Some others like IndusInd Bank offers 25 per cent discount on first year fee of standard locker, doorstep banking facility (cash or cheque pickup and cash or demand draft delivery), unlimited other-bank ATM withdrawals in India, and one international ATM withdrawal free per month.

Federal Bank allows free NEFT and RTGS transfer to its Mahila Mitra account holders.

According to Shetty, there is a lot of demand for women-specific home loans, which offer substantial value. Most other women-specific products offer some cost saving and a few extra services. Hence, research well before opting for a woman-specific product. In some cases, you may be better off with a gender-neutral product.

Life insurance: Some life insurers try to attract women customers by charging them a lower premium. "Buying a woman-specific policy has a cost advantage. A 35-year old woman, for instance, will be charged the premium of a 33-year old man as a woman's life expectancy is higher than that of a man," says Manoj Jain, MD & CEO, Shriram Life Insurance.

Typically, women up to the age of 40 pay a lower premium than men of the same age. The discount on premium goes up to 10 per cent. Working women contributing to the household do need to buy adequate life cover for themselves, and the fact that it comes cheap acts as an incentive for the purchase.

Health insurance: A health insurance policy is a must for everyone. Women-specific health covers don't offer any discount on premium, but they do cover ailments and provide services that can be of value to them.

Tata AIG General Insurance's Wellsurance Policy's woman variant covers cosmetic surgery. "At present, the product does not offer any cost advantage because very few women buy health insurance and related products. However, in the future we may revise the cost if the number rises," says M Ravichandran, president-insurance at Tata AIG General Insurance. Even the regular plan of this policy offers cover for women-specific ailments like ovarian cancer.

Maternity cover: Most group health insurance policies offered by large companies usually offer maternity cover. However, there is a sub-limit on maternity benefits that can range from Rs 35,000-50,000.

To cover this cost properly, many women are opting for health insurance plans that also cover maternity expenses. Maternity coverage through these plans, however, comes with a waiting period of two-four years.

These policies make sense for single women or newly married women for whom pregnancy is still a few years away. However, do take into consideration the cost of the product.

A health plan with a cover of Rs 300,000 for a 35-year old female will normally cost Rs 3,000-4,000 a year. When the same product covers maternity expenses, the premium more than doubles to Rs 8,000-9,000 a year.

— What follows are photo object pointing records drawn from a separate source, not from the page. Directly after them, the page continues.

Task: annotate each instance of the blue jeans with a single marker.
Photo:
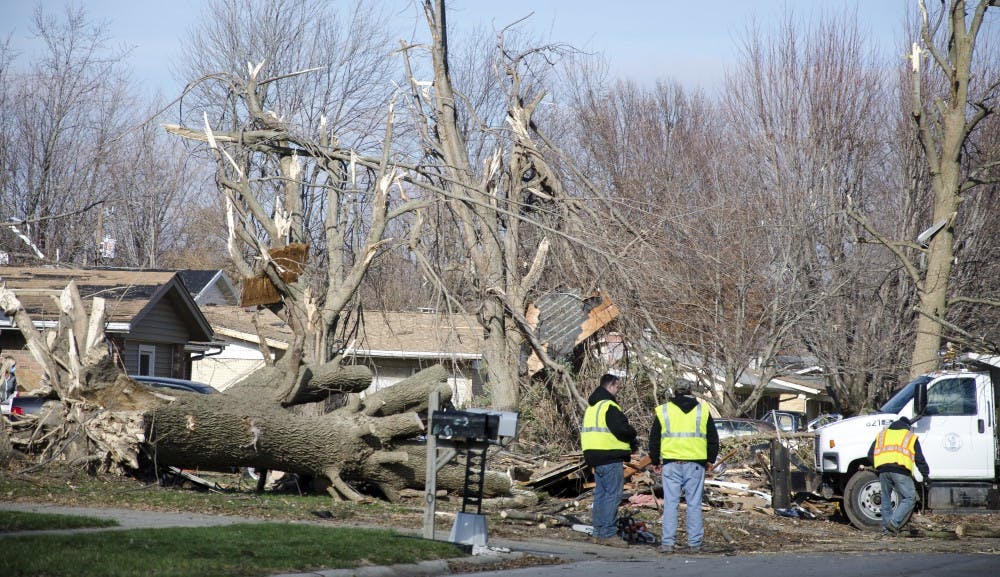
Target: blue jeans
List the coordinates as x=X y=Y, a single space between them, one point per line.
x=691 y=478
x=607 y=496
x=903 y=484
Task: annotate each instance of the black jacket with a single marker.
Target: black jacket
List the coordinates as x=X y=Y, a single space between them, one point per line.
x=686 y=404
x=620 y=427
x=918 y=455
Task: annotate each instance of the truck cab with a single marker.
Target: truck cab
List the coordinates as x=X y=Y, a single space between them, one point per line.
x=954 y=414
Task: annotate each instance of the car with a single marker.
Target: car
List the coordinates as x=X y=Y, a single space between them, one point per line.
x=740 y=427
x=175 y=384
x=18 y=405
x=787 y=421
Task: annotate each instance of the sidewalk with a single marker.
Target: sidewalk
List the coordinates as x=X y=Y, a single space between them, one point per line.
x=497 y=552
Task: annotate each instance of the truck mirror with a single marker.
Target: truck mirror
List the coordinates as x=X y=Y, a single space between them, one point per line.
x=919 y=399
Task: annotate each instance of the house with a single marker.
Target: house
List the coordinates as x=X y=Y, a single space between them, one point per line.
x=153 y=324
x=210 y=287
x=395 y=345
x=797 y=386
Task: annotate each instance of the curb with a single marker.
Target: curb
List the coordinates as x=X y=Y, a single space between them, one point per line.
x=421 y=569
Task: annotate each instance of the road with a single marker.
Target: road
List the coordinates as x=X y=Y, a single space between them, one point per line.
x=772 y=565
x=583 y=559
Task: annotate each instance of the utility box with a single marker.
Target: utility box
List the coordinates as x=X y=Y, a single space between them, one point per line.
x=506 y=426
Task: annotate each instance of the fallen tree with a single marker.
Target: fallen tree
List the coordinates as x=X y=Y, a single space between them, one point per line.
x=102 y=419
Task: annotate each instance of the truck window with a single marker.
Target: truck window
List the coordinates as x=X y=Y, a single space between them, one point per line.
x=899 y=400
x=952 y=397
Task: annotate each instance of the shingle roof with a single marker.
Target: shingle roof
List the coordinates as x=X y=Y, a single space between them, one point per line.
x=384 y=333
x=128 y=294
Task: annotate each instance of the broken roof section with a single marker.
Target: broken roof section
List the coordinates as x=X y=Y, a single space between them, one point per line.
x=562 y=320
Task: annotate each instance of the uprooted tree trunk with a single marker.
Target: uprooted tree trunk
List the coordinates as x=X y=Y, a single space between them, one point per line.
x=368 y=442
x=107 y=421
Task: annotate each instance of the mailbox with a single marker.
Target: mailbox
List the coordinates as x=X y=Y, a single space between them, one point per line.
x=479 y=424
x=466 y=424
x=507 y=424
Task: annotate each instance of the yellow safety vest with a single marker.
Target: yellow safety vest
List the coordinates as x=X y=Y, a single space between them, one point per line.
x=683 y=436
x=895 y=446
x=595 y=434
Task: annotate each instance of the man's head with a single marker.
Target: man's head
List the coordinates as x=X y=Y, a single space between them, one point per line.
x=610 y=382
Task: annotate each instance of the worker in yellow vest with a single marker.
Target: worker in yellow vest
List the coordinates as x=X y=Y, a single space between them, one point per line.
x=895 y=453
x=608 y=441
x=684 y=439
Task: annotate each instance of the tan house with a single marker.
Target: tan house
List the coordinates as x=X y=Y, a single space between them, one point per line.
x=153 y=325
x=394 y=345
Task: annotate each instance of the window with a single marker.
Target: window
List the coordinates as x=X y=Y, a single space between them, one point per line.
x=147 y=359
x=952 y=397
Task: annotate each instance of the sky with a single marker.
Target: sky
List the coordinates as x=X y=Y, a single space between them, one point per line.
x=644 y=40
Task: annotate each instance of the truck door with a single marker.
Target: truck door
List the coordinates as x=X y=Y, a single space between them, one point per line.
x=956 y=433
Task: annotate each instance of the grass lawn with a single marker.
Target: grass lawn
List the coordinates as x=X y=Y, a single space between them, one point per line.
x=249 y=549
x=11 y=521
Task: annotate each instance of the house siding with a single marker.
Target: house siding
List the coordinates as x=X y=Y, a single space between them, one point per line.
x=223 y=373
x=466 y=382
x=161 y=324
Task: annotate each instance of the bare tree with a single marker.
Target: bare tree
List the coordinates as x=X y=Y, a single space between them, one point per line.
x=950 y=103
x=65 y=113
x=302 y=150
x=508 y=211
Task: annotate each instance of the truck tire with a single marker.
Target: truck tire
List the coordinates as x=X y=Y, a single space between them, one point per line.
x=863 y=500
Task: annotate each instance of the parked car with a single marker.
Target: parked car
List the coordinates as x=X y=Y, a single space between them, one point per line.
x=787 y=421
x=175 y=384
x=19 y=405
x=739 y=427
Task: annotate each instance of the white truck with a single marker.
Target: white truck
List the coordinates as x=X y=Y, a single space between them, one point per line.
x=954 y=412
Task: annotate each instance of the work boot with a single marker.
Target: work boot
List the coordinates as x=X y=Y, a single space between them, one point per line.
x=709 y=549
x=614 y=541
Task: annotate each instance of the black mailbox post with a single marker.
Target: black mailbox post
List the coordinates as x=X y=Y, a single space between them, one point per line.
x=472 y=430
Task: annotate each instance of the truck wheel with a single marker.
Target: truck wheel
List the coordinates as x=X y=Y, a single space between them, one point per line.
x=863 y=500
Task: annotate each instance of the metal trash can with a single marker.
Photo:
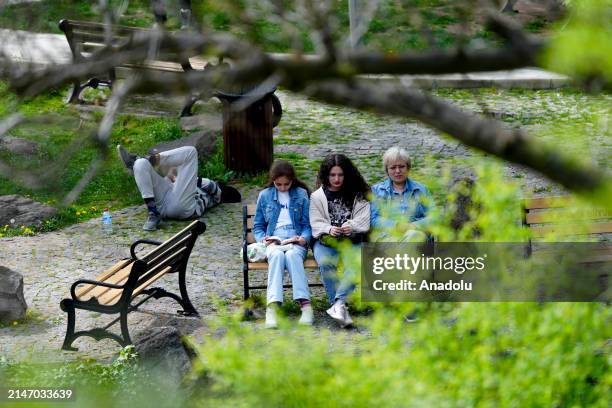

Critical illness plans: Bajaj Allianz General Insurance offers a standalone critical illness policy for women. Women Specific Critical Illness policy, a defined benefit plan, covers women-specific cancers along with burns, paralysis and multi-trauma. It is available for a sum assured of up to Rs 200,000. Covers for women-specific ailments can also be purchased in the form of a rider.

While some may find women-specific policies appealing, remember that they are restrictive. Hence, instead of looking at women-specific critical illness plans that cover a fixed range of ailments, opt for a policy that covers the maximum number of ailments possible.

Any critical illness policy that covers cancer will cover all women-related cancers as well. Go for a health insurance policy and top it up with a critical illness plan if you feel your savings and assets will not suffice to deal with such an eventuality.

Women should adopt a case-by-case attitude and only go for those women-specific financial products that offer real value.